We saw two adorable little Disney princesses walk by us. Over on the jungle gym, several kids were wearing Mickey Mouse ears. Another kid had one of those silly Goofy hats on his head. There were even kids dressed like the old Mickey Mouse Club Mousketeers -- how nostalgic. How cute. My son was wearing a bloodied “Jaws” shirt.
“Oh no, Daddy, we forgot today’s Disney Day,” my son said, disappointed that he wouldn’t be able to participate.
“Sorry,” I said, “I didn’t get the note.” Though it’s very possible I missed the note since we get paper from the kid’s school in Costco-like quantities.
“Now I’m the only one without something Disney,” my son said. And he wasn’t exaggerating -- he was the only one. I felt bad. I didn’t want him to lose out because his Mommy and I didn’t know it was another theme day at school.
“You didn’t remember it was Disney Day?” my wife asked me when I called to tell her.
“I didn’t know.”
“I told you.”
“No you didn’t.”
I asked my son if he wanted to run home to change.
“No, it’s OK, Daddy.” He looked so sad.
I took him home and he got into his “Wall-E” shirt.
After I dropped him back off at school, the fury inside me grew. Every day -- well, at least almost every couple months -- there’s another theme day. And if there isn’t a theme day at school, there’s a theme day at the day care center after school.
These theme days range from Disney Day to 50s Day, Spirit Day to Crazy Tie Day. Coming soon to the day care center near me is Twins Day. My first thought: Why not Dodgers Day? We don’t live in Minnesota.
“No, not Minnesota Twins Day,” my wife said. Twins Day. Read the whole note.” The note said that we had to coordinate our kid’s wardrobe with another kid’s wardrobe -- as if they were twins.

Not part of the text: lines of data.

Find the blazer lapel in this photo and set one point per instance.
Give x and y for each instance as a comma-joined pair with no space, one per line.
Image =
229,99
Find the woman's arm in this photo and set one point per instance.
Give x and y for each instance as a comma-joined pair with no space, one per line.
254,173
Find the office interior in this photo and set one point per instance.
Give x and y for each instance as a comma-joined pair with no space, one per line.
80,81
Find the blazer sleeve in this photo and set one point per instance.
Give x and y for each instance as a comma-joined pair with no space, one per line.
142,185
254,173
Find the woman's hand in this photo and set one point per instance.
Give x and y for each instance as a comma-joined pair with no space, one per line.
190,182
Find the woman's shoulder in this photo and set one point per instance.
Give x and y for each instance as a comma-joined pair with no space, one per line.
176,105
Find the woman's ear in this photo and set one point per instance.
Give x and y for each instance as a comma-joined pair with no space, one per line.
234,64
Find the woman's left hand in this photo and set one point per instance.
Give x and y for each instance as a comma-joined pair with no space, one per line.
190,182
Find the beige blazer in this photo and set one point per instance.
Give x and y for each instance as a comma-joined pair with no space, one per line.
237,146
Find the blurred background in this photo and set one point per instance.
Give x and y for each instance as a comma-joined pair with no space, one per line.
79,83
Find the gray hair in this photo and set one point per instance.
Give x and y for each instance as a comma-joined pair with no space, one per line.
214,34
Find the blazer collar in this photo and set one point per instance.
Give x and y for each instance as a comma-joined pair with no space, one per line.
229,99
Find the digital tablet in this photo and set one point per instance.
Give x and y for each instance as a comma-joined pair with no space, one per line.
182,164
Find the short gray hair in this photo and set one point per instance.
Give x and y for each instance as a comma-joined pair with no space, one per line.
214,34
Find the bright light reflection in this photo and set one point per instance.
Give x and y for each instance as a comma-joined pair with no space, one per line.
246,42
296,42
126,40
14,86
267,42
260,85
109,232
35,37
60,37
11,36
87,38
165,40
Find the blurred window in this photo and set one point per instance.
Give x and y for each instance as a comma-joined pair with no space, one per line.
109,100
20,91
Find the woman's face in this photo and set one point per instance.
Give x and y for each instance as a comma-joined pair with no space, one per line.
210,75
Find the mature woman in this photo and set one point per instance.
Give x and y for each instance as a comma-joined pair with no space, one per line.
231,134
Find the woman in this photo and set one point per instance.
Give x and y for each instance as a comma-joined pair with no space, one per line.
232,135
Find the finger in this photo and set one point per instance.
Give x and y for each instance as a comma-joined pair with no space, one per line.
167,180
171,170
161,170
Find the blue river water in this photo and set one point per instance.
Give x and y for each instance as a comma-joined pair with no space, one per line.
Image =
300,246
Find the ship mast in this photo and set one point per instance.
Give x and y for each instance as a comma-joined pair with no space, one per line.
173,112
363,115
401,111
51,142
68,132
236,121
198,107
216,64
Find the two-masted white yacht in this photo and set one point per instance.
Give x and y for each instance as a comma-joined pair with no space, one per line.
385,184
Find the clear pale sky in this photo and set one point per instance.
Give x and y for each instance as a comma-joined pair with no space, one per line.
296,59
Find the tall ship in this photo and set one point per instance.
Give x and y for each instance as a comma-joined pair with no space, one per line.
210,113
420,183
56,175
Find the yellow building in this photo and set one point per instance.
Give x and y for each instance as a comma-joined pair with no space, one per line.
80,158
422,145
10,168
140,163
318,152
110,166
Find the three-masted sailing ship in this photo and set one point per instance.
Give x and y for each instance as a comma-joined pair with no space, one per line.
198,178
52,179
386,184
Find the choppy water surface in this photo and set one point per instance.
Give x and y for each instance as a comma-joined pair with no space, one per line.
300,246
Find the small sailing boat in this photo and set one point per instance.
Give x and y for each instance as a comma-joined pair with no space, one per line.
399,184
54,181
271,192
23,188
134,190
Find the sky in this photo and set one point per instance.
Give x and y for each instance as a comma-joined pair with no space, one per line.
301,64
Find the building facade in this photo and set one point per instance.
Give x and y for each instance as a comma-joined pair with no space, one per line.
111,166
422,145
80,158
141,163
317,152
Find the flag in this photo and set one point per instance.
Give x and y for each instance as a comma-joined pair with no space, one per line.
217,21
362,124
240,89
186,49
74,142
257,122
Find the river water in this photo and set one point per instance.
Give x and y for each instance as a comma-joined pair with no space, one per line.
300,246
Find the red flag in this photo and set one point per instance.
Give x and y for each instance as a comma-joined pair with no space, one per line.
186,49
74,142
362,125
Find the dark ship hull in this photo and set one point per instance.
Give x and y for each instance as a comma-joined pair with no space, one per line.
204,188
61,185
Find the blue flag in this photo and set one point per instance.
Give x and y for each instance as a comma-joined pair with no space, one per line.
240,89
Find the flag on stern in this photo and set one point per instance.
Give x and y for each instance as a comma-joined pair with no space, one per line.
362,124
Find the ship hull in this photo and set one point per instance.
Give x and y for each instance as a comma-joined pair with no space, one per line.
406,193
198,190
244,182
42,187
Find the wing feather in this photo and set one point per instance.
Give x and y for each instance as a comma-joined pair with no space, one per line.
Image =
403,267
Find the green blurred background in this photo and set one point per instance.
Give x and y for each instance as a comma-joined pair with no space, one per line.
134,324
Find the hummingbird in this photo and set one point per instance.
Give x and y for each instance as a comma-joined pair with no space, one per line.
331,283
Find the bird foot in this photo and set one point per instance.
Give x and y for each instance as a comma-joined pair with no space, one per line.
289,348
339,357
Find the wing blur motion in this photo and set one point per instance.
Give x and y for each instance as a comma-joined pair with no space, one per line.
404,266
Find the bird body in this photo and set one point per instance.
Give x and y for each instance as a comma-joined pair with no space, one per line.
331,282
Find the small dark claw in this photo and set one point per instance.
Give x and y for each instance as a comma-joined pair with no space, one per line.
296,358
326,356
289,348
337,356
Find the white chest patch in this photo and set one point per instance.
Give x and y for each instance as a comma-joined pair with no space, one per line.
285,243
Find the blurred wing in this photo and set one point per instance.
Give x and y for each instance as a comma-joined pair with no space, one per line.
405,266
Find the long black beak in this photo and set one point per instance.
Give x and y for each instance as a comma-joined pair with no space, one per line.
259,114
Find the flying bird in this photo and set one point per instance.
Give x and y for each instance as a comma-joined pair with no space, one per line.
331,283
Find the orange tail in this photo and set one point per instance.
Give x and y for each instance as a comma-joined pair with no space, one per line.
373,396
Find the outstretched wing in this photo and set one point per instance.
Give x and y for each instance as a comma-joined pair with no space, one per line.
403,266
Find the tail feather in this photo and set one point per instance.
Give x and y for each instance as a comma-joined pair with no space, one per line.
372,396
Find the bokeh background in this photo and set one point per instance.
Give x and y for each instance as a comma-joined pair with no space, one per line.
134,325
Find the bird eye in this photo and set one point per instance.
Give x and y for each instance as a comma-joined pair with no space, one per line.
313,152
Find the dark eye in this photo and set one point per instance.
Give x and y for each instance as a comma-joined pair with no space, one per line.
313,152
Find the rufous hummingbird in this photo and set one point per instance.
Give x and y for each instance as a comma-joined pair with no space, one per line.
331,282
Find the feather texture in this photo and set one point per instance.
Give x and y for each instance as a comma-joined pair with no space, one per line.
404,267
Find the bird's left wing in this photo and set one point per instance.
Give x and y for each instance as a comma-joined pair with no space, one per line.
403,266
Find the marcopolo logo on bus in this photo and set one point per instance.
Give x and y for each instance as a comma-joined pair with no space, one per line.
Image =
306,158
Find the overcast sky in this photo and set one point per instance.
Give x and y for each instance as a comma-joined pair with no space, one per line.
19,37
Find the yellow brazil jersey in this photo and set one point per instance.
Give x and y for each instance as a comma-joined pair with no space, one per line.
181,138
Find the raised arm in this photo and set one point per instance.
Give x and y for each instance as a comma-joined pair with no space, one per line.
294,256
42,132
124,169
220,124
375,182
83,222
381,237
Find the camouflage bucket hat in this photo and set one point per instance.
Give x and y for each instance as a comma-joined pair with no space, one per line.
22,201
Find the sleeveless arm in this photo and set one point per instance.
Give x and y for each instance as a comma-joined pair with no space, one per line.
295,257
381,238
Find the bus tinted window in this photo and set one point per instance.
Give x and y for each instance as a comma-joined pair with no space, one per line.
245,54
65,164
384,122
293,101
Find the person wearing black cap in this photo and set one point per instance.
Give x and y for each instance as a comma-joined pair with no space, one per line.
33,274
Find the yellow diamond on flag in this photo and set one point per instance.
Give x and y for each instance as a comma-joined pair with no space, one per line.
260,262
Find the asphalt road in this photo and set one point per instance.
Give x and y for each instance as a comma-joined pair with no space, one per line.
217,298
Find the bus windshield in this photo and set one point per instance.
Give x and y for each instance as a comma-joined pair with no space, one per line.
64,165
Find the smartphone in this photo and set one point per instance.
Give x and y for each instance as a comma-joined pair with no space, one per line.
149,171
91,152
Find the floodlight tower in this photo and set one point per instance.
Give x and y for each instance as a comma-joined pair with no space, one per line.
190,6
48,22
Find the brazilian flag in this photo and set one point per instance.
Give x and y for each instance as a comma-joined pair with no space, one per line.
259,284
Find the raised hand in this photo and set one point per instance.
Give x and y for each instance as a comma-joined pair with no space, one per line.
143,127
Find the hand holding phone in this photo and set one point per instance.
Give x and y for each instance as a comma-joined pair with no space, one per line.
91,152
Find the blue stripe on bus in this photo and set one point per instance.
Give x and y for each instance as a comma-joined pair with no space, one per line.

“We have to find a kid in his class who just so happens to have the same clothes as his so the two of them could be twins?” I asked my wife. “How long is that gonna take?”
“No,” my wife said. “We have to go out and buy the same stuff.”
“What? How much disposable money do they think we have?”
“They’re just trying to get the kids to have spirit,” my wife said. “It’s for fun, so the kids can feel like they belong.”
“Shouldn’t they know they belong when their names are called during roll call?”
“You told me you were excited about Twins Day,” my wife said.
“No I didn’t. I didn’t even know about Twins Day.”
My wife continued to tell me why theme days were great. It all sounded really good, made sense.
I wasn’t having it.
“It’s OK, Mommy,” our son said. “I’m not sad. It’s not the most important thing in the world.” And he was serious. He really didn’t care to participate in theme days anymore.
“Are you sure?” my wife asked him. “Don’t just say that because Daddy says it.”
“I’m not just saying it,” he said. “Just because everyone else is doing it, doesn’t mean I wanna do it. But can I please get Valentine’s cards? All my friends are getting them.”
I forgot about regular holidays.
“What do you think, Daddy?” my wife asked me. “Can he?”
“Of course he can,” I said. “Valentine’s Day is a regular holiday. It’s on the calendar. I know when it’s coming. It’s not something that just sneaks up on us.”
Now my wife puts all of our son’s theme days on my calendar so I know when they’re coming. They won’t just sneak up on me.